Tilling destroys the benefits of good soil structure and integrity. It creates soil erosion. It destroys air pockets and creates soil erosion. It destroys the mycelial networks used for communication & defense. It releases the carbon, nitrogen, & water that was locked in the soil into the atmosphere, and it kills the soil organisms that turn dirt into soil.
Fertilizers lead to imbalances in plant nutrition and, more importantly, create imbalances, even death, of soil microbes, which are vital to soil health. Even fields properly managed using the best science available are slowly destroyed by the “proper use” of fertilizers.
Soil Diseases are caused by improper soil tilth, leading to imbalances in water and air, and due to the lack of proper soil biology. Good soil means proper soil tilth and abundant soil biology and ecology. Good soil means far fewer soil diseases and far fewer pests.

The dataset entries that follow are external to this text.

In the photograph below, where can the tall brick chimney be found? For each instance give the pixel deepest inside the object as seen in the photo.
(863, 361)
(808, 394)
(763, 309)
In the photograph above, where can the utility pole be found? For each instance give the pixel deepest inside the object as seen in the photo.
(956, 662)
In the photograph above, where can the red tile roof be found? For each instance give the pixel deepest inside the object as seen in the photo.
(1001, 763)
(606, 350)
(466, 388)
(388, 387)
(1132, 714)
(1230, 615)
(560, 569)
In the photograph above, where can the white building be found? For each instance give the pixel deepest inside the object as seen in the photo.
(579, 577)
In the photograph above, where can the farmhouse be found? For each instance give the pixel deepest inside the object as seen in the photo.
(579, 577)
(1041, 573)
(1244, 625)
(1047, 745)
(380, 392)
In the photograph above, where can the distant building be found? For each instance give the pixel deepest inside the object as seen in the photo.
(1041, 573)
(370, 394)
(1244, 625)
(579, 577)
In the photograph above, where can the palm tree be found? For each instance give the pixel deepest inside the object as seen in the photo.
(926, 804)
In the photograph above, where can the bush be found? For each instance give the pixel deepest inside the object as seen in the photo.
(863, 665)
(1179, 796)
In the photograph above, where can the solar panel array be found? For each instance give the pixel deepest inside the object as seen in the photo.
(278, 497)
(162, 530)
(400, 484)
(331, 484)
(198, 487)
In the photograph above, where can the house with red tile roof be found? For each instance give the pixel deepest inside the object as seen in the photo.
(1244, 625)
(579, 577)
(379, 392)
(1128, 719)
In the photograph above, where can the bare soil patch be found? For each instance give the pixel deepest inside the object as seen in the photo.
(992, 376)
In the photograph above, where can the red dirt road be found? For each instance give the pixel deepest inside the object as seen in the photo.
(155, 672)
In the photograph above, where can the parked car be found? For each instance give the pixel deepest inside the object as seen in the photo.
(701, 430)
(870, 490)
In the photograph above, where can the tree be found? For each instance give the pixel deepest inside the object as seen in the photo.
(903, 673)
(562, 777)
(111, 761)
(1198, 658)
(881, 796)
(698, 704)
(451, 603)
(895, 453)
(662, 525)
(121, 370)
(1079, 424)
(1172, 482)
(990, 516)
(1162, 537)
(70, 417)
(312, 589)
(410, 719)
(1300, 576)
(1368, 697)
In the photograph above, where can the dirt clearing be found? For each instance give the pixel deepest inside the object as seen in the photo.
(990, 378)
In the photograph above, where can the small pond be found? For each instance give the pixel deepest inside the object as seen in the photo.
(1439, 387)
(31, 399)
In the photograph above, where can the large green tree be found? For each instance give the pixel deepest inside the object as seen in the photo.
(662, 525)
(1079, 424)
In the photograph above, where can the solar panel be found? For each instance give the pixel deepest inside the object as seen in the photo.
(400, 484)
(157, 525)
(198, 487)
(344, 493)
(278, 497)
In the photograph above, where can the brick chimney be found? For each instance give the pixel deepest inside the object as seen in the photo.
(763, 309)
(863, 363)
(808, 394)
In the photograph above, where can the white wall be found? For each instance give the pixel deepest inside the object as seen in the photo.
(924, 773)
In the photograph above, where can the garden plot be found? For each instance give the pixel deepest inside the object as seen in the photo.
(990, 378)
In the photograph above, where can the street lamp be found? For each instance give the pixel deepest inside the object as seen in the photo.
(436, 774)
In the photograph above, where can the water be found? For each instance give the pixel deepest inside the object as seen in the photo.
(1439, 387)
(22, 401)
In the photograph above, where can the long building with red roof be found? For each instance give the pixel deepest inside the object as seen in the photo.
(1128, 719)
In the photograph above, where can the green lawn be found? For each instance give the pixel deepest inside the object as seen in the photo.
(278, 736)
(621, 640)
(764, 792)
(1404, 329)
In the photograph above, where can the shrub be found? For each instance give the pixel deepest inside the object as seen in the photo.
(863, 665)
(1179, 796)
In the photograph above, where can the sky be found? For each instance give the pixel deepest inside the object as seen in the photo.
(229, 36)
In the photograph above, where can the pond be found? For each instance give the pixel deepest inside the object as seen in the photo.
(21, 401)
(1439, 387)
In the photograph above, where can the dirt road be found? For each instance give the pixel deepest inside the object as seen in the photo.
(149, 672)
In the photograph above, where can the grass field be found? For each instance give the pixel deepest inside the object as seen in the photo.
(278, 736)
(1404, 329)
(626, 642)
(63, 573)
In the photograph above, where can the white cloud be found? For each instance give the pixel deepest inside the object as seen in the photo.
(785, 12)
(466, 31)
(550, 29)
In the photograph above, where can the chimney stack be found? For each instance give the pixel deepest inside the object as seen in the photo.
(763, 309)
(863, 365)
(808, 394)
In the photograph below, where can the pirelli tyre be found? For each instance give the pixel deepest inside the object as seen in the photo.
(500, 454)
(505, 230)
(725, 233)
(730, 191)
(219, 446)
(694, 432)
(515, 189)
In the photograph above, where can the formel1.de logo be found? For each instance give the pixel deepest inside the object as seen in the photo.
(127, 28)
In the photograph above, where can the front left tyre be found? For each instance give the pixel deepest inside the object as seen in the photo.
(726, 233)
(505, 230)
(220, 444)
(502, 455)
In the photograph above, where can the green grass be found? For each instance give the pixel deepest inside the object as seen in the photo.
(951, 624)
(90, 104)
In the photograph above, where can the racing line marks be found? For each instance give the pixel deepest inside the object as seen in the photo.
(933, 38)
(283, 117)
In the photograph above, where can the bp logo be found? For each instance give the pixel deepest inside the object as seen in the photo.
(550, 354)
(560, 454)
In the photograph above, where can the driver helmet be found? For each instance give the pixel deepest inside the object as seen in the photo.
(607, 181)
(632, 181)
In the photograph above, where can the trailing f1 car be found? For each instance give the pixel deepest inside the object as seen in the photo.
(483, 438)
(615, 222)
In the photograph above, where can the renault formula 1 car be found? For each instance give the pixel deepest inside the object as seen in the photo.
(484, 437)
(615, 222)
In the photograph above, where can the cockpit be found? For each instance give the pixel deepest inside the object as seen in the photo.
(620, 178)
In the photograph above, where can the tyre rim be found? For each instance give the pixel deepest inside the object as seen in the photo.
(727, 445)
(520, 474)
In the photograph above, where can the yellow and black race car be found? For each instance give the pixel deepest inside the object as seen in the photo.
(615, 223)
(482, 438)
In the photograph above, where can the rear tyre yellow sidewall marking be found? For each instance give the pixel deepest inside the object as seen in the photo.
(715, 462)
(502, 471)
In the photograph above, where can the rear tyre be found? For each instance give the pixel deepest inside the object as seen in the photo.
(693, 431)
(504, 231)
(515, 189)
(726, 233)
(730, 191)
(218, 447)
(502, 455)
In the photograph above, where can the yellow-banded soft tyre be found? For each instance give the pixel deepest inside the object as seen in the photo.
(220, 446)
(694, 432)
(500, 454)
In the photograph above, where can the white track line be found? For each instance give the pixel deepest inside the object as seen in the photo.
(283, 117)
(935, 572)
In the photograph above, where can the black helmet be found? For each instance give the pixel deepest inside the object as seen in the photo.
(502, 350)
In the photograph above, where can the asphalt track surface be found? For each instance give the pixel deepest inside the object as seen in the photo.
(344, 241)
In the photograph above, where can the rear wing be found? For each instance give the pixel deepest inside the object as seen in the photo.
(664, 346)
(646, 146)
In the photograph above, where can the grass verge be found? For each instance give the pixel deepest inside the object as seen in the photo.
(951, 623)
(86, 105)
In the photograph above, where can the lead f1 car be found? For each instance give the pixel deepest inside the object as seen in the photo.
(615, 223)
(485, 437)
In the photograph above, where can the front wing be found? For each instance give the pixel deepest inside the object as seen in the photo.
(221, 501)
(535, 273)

Good soil needs less money and labor to maintain and is, therefore, of great economic benefit.
HOW NATURAL FARMING AND KNF CREATE AND IMPROVE SOIL INTEGRITY
The practices of Natural Farming create and maintain conditions that preserve and improve soil integrity, just like Nature does in the wild.
Korean Natural Farming (KNF) is largely based on using Indigenous Micro-Organism (IMO) Technology. IMO was developed to improve soil at an accelerated rate without harming any natural functions. IMO is a medicine that will restore any soil, including building soil from rocks and rocky soil. This technology is the key component of the Soil Foundation.